The observed incremental gains compared to traditional methods demonstrate the potential value of machine learning algorithms. The major advantage of ML algorithms over linear models is their capacity to capture the complex underlying interactions of myriad features and improve ex-sample predictions [42]. Althought the ML algorithms are inherently complex and difficult to interpret, ML models remain attractive due to their more accurate predictive power and the capacity to assimilate and evaluate large amounts of complex healthcare data.

Limitations

Our study has several limitations. First, the ML algorithm cannot assess the independent effects of each variable on events and may be difficult to identify specific treatments to reduce individual risk. However, as the volume of data increases, ML algorithms allow for more in-depth prospective studies to identify the causative factors and interaction mechanisms.
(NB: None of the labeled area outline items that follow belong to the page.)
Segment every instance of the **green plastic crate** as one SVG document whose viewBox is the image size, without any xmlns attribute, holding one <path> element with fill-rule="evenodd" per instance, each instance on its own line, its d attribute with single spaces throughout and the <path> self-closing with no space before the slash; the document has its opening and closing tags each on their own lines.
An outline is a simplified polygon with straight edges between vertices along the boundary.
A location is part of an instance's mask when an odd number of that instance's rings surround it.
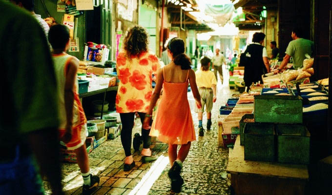
<svg viewBox="0 0 332 195">
<path fill-rule="evenodd" d="M 302 100 L 299 96 L 255 96 L 255 122 L 302 123 Z"/>
<path fill-rule="evenodd" d="M 282 163 L 309 164 L 310 134 L 303 125 L 278 124 L 277 135 L 278 162 Z"/>
<path fill-rule="evenodd" d="M 245 160 L 274 161 L 275 160 L 274 126 L 272 123 L 246 124 Z"/>
</svg>

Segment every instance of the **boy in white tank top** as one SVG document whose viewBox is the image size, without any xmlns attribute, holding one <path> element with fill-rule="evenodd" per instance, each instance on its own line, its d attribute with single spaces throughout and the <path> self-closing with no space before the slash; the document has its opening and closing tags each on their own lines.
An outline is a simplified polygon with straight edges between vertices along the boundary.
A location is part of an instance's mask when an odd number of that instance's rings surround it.
<svg viewBox="0 0 332 195">
<path fill-rule="evenodd" d="M 48 40 L 53 48 L 52 58 L 58 90 L 61 140 L 68 150 L 74 150 L 83 177 L 83 194 L 90 195 L 99 183 L 99 177 L 90 174 L 85 148 L 86 118 L 78 95 L 76 74 L 79 60 L 65 52 L 69 45 L 69 32 L 62 24 L 53 26 Z"/>
</svg>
Second, longer follow-up is needed considering the chronic, progressive course of ASCVD. Third, we excluded 84 variables with > 10% missing data that might have predictive value, and the imputation of missing data might bias the analysis. However, the imputation by Multiple Imputation (MI) is known to be a precise method for imputation. Fourth, external validation studies are required to demonstrate the accuracy of the model’s predictions in diverse populations. Ultimately, the models were established using the initial follow-up blood pressure and glucose, but it may have changed during the follow-up period and this was not taken into account in the model.

Conclusion

In this contemporary cohort of Northeast China, we observed that the PCE and China-PAR models provided adequate discrimination but poor calibration in predicting 5-year ASCVD risk. However, the ANN-based model incorporating 30 clinical variables outperformed PCE and China-PAR, even after recalibration. Our study highlights the limitations of traditional risk prediction models for ASCVD and demonstrates the potential of machine learning algorithms in improving risk prediction accuracy. Further studies are required to demonstrate the benefits of ML algorithms and to enhance the clinician's triage decision making.